Case ID: p2d_719/html/0463-01.html
Source: Caselaw Access Project
Author: {"author": "BUSSEY, Judge: PARKS, Presiding Judge,", "license": "Public Domain", "url": "https://static.case.law/"}
Date Created: 2024-08-24T03:29:51.129683

Tyrone Ralph HAMMONS, Appellant, v. The STATE of Oklahoma, Appellee.
    No. M-84-455.
    Court of Criminal Appeals of Oklahoma.
    May 27, 1986.
    
      James T. Rowan, Asst. Public Defender, Steve Soltis, Legal Intern, Oklahoma City, for appellant.
    Michael C. Turpén, Atty. Gen., Tomilou Gentry Liddell, Asst. Atty. Gen., Oklahoma City, for appellee.
   OPINION

BUSSEY, Judge:

Tyrone Ralph Hammons, appellant, was convicted of Resisting Arrest, while under lawful arrest for Assault with Intent to Kill, in the District Court of Oklahoma County, Case No. CRM-83-4473, and sentenced to six (6) months imprisonment in the county jail, and he appeals.

Briefly stated the facts are that on May 6, 1983, two Oklahoma City police officers responded to a radio call reporting a shooting in Northeast Oklahoma City, and describing the suspect and the automobile that he was driving. The officers drove to the area in question and observed a vehicle that matched the description. After watching the vehicle turn into a parking lot and stop, and observing the driver get out of the car, the officers drove into the parking lot and asked appellant to produce some identification. The appellant did not have any identification, but when the officers asked him his name, he responded, “Tyrone Hammons.” Since Tyrone was the name of the shooting suspect and the car was similar to the radio description, appellant was pat searched and placed in the back seat of the patrol car.
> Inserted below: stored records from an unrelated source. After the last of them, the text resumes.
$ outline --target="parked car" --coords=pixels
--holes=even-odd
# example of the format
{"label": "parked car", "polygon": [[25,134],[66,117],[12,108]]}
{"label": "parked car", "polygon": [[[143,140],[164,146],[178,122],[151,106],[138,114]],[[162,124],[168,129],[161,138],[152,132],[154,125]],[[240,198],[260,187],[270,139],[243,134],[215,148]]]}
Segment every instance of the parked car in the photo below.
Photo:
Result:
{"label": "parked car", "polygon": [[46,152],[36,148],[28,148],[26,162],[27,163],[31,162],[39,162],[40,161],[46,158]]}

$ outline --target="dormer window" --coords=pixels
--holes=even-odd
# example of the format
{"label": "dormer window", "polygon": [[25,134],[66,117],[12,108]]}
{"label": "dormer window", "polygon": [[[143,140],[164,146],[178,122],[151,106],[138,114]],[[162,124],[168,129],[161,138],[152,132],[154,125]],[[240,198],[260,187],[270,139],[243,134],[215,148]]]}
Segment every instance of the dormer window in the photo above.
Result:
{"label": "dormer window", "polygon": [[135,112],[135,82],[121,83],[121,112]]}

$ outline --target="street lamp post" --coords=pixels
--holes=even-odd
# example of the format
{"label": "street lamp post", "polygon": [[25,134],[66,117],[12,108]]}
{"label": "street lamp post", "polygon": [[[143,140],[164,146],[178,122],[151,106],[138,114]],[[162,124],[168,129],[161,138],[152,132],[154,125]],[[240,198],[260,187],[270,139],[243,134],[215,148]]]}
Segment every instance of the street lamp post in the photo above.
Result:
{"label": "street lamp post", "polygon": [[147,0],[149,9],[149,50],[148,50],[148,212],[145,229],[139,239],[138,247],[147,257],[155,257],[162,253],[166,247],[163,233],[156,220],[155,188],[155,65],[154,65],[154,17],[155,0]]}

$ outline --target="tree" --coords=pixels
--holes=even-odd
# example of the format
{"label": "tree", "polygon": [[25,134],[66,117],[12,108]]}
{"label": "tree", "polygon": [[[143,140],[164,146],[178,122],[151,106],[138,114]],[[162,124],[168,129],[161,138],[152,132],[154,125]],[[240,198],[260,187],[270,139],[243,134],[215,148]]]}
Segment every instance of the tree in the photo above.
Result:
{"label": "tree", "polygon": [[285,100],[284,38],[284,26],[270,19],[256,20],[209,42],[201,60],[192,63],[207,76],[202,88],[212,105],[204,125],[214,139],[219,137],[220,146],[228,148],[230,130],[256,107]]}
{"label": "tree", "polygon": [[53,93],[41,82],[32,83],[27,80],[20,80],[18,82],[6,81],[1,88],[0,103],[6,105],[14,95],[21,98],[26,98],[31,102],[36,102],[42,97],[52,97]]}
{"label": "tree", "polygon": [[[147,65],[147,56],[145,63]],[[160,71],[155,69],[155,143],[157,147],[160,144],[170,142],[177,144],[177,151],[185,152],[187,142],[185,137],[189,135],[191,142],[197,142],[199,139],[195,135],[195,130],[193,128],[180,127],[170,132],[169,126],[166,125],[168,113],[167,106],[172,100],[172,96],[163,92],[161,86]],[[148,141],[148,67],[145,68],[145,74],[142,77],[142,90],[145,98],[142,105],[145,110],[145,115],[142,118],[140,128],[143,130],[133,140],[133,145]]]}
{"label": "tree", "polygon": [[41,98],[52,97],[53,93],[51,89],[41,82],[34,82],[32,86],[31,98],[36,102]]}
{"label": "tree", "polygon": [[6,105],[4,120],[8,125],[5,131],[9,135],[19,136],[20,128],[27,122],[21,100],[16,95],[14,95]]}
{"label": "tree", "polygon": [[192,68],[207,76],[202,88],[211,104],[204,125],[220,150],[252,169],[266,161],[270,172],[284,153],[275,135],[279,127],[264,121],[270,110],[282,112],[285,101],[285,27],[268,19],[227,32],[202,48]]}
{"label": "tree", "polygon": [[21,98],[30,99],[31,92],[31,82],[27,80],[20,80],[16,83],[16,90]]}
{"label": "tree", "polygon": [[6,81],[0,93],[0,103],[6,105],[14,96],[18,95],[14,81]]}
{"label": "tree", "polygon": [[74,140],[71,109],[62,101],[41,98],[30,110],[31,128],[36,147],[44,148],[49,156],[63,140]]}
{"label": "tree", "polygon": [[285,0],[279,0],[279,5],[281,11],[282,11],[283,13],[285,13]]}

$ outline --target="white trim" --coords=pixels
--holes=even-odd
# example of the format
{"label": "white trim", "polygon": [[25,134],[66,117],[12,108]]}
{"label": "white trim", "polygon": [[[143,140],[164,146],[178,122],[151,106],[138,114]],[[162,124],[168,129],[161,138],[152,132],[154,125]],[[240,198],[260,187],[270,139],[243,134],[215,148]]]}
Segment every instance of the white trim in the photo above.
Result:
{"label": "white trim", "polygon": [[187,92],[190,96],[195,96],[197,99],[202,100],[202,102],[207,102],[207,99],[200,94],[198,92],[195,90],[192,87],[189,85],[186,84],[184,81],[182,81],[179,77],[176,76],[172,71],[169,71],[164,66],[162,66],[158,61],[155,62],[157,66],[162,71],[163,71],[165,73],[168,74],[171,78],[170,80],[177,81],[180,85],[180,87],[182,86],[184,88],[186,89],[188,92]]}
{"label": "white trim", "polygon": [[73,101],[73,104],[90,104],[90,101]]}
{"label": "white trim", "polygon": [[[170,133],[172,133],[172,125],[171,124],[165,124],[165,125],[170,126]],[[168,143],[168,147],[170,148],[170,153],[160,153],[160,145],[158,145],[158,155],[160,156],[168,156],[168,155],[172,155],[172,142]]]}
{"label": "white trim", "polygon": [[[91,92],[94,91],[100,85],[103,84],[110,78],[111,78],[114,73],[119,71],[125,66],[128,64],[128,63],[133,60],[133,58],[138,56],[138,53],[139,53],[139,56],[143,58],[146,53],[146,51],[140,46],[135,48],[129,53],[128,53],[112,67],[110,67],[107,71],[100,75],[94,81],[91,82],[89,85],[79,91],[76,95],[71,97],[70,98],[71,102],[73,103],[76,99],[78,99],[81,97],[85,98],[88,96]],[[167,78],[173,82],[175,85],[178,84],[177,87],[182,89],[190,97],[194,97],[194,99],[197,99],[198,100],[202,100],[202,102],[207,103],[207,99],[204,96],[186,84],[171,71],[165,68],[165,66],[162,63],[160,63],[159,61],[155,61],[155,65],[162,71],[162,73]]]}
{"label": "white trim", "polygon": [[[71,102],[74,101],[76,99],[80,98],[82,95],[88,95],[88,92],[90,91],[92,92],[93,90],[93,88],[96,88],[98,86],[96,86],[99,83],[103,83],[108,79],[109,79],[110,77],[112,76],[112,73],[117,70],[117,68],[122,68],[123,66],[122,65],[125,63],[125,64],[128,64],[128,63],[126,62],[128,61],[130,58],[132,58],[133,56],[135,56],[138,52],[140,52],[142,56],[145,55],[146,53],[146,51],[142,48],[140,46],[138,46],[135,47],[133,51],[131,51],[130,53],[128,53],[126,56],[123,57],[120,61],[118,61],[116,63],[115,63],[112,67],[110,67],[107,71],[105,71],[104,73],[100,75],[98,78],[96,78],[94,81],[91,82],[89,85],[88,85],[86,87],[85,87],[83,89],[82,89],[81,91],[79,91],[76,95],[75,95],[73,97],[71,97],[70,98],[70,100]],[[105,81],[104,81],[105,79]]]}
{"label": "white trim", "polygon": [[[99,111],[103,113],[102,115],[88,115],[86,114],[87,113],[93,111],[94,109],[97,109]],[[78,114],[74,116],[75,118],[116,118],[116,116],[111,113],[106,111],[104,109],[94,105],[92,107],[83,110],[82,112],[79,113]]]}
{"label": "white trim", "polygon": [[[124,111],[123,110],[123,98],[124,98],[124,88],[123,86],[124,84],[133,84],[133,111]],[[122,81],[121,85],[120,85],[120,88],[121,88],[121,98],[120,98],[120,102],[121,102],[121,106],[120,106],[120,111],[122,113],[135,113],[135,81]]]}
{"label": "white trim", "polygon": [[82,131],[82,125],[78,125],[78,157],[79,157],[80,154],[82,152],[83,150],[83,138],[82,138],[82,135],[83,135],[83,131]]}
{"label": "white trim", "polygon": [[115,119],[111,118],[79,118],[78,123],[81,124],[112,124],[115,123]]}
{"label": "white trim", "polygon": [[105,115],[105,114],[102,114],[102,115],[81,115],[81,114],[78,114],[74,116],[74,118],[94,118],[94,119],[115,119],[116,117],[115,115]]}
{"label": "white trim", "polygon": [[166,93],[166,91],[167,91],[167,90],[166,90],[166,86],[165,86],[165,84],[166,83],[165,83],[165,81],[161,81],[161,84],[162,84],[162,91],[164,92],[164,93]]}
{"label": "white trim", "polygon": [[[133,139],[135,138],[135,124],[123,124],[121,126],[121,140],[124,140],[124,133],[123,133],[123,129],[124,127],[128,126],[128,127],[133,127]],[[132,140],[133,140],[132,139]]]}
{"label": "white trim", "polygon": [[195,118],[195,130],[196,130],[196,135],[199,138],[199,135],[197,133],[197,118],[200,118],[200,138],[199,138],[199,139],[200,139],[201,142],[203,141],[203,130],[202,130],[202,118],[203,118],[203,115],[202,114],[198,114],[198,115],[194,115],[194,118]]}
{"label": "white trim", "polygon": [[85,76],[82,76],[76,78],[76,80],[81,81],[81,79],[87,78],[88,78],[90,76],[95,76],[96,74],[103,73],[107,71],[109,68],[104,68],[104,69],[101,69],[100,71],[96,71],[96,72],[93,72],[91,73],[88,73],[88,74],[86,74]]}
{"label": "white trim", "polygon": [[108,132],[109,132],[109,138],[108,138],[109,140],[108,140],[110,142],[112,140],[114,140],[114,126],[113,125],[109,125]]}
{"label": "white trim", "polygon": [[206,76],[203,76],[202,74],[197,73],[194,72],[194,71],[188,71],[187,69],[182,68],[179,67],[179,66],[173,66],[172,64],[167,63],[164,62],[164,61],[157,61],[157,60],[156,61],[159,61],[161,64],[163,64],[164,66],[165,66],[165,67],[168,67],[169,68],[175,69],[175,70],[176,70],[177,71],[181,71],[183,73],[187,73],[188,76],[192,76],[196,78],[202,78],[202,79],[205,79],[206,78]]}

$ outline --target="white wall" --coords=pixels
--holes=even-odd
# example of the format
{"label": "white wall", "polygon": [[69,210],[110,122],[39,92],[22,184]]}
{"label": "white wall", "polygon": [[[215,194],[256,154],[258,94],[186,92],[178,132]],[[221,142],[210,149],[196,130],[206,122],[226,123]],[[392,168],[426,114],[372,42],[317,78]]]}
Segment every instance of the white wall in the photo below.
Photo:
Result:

After confirming that appellant was the person involved in the shooting incident, the officers decided to transfer appellant to another police car. When appellant was informed that he was under arrest and that he was being transferred to another vehicle, an altercation erupted in which one officer’s eye glasses were broken and appellant swung his arms, kicked, and spit at the officers. After the struggle ended, appellant was placed in the other car and taken to the police station. Appellant-was charged with Resisting Arrest on September 19, 1983, and was convicted by a jury at his trial on March 6, 1984; wherein, he testified on his own behalf that he was defending himself against the force of the officers.
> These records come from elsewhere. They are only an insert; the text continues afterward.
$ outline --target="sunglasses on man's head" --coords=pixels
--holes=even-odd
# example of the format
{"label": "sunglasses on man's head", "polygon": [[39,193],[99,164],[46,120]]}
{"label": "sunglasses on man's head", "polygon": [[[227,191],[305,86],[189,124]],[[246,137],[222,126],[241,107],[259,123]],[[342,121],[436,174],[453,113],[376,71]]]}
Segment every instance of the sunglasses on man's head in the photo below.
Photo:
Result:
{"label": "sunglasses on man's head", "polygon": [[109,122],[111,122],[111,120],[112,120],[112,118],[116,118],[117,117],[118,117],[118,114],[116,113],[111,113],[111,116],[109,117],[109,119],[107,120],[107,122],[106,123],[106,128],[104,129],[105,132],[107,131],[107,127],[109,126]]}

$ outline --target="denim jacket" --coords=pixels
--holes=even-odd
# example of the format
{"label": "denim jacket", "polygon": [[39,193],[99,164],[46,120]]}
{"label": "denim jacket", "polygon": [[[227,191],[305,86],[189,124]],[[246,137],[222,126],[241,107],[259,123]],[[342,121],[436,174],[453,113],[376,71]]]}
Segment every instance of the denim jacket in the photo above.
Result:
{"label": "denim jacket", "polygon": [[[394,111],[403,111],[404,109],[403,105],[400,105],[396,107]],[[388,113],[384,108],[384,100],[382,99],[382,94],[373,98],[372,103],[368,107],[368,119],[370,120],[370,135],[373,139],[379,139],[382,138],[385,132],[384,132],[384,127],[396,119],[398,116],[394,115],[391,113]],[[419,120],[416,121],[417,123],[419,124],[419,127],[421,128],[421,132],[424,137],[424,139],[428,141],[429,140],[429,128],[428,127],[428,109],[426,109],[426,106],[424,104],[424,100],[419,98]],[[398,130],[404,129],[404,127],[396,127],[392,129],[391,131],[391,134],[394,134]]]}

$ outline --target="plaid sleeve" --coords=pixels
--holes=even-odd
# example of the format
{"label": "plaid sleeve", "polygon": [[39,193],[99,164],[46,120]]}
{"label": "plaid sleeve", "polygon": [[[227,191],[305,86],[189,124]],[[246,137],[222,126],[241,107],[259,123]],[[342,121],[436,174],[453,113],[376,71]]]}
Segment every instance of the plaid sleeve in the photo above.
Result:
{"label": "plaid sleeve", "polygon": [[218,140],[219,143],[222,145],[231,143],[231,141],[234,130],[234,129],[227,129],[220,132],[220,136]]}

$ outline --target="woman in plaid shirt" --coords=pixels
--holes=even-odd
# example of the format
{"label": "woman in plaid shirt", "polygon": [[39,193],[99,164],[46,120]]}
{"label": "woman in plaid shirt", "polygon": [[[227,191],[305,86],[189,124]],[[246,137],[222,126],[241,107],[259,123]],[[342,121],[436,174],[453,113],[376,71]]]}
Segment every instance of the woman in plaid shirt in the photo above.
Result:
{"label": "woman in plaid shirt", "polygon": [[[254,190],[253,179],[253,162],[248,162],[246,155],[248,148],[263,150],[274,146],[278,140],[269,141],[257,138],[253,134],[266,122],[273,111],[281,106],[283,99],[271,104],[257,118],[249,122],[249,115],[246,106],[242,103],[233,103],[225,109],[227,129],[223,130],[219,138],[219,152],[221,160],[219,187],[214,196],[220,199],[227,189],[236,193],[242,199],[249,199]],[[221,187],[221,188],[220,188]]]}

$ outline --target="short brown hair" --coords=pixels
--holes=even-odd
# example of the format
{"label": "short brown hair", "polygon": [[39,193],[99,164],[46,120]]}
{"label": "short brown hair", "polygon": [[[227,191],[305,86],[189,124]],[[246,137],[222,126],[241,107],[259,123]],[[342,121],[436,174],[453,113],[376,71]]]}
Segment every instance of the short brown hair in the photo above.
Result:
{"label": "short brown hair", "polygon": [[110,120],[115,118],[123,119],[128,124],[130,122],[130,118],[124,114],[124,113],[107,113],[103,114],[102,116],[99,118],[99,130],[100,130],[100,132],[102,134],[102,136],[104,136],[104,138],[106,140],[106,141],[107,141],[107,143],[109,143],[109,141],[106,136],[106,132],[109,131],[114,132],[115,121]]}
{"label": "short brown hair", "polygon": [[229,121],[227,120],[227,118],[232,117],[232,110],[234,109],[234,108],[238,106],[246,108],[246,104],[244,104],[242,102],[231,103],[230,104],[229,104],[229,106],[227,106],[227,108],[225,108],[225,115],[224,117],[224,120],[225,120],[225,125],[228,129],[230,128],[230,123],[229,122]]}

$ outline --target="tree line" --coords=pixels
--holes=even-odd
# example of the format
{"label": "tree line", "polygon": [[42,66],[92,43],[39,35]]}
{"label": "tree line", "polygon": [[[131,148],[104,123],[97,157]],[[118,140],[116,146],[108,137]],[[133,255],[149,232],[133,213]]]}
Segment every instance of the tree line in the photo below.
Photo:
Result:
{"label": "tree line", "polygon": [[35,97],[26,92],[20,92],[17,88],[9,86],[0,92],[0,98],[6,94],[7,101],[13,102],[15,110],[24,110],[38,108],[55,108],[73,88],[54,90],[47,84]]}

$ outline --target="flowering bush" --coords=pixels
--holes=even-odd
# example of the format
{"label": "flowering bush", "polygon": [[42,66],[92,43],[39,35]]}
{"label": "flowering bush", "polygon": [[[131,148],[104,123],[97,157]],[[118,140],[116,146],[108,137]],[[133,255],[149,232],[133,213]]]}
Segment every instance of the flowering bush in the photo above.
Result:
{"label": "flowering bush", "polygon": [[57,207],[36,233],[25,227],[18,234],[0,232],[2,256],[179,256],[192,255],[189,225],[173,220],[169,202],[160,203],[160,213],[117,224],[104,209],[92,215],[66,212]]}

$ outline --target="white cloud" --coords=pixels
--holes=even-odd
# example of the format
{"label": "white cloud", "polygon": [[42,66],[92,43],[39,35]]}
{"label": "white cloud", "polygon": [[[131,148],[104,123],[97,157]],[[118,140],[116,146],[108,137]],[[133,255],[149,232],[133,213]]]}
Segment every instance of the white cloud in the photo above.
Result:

In his sole assignment of error, appellant contends that he was denied his constitutional right to a speedy jury trial, and that the trial court erred in overruling his Motion to Dismiss. Appellant alleges that the pre-indictment delay of four (4) months and thirteen (13) days prejudiced him at trial in that some of the witnesses who observed the altercation had vanished during the time interval.

In support of this contention, appellant relies upon United States v. Marion, 404 U.S. 307, 92 S.Ct. 455, 30 L.Ed.2d 468 (1971), which held that the Sixth Amendment only affords protection against delay to those who have been “accused” in the course of prosecution, but that “the Due Process Clause of the Fifth Amendment would require dismissal of the indictment if it were shown at trial that the delay was an intentional device to gain a tactical advantage over the accused.”

Initially, we note that at least one person who witnessed the altercation in question testified on behalf of appellant, and appellant has failed to present any objective facts that show any other persons vanished during the pre-indictment delay resulting in substantial prejudice to appellant. Furthermore, appellant has wholly failed to show this Court that the delay was an intentional device by the State to gain a tactical advantage.

In conjunction with his main assignment of error, appellant also argues that the State failed to properly join the charges of resisting arrest and carrying a firearm after former conviction of a felony, and that the State should be collaterally es-topped from prosecution on this charge. We disagree.

The authority that appellant cites in support of his proposition is Ashe v. Swenson, 397 U.S. 436, 90 S.Ct. 1189, 25 L.Ed.2d 469 (1970). However, this case states in pertinent part:

The principle of collateral estoppel means that when an issue of ultimate fact has once been determined by a valid and final judgment, that issue cannot again be litigated between the same parties in any future lawsuit. Ashe, supra, at 441, 90 S.Ct. at 1193.

Even though the carrying a firearm and resisting arrest charges arose from the same circumstances, the issue of ultimate fact in each case is obviously different and the principle of collateral estoppel does not apply.

Accordingly, the judgment and sentence is AFFIRMED.

BRETT, J., concurs.

PARKS, P.J., specially concurs.

PARKS, Presiding Judge,

specially concurring:

I concur in the result reached by the Court in this case. However, if appellant was indeed detained in the County Jail for six months prior to trial, as appellant alleges, then the better practice would have been to credit appellant’s sentence with the time he was confined while awaiting trial.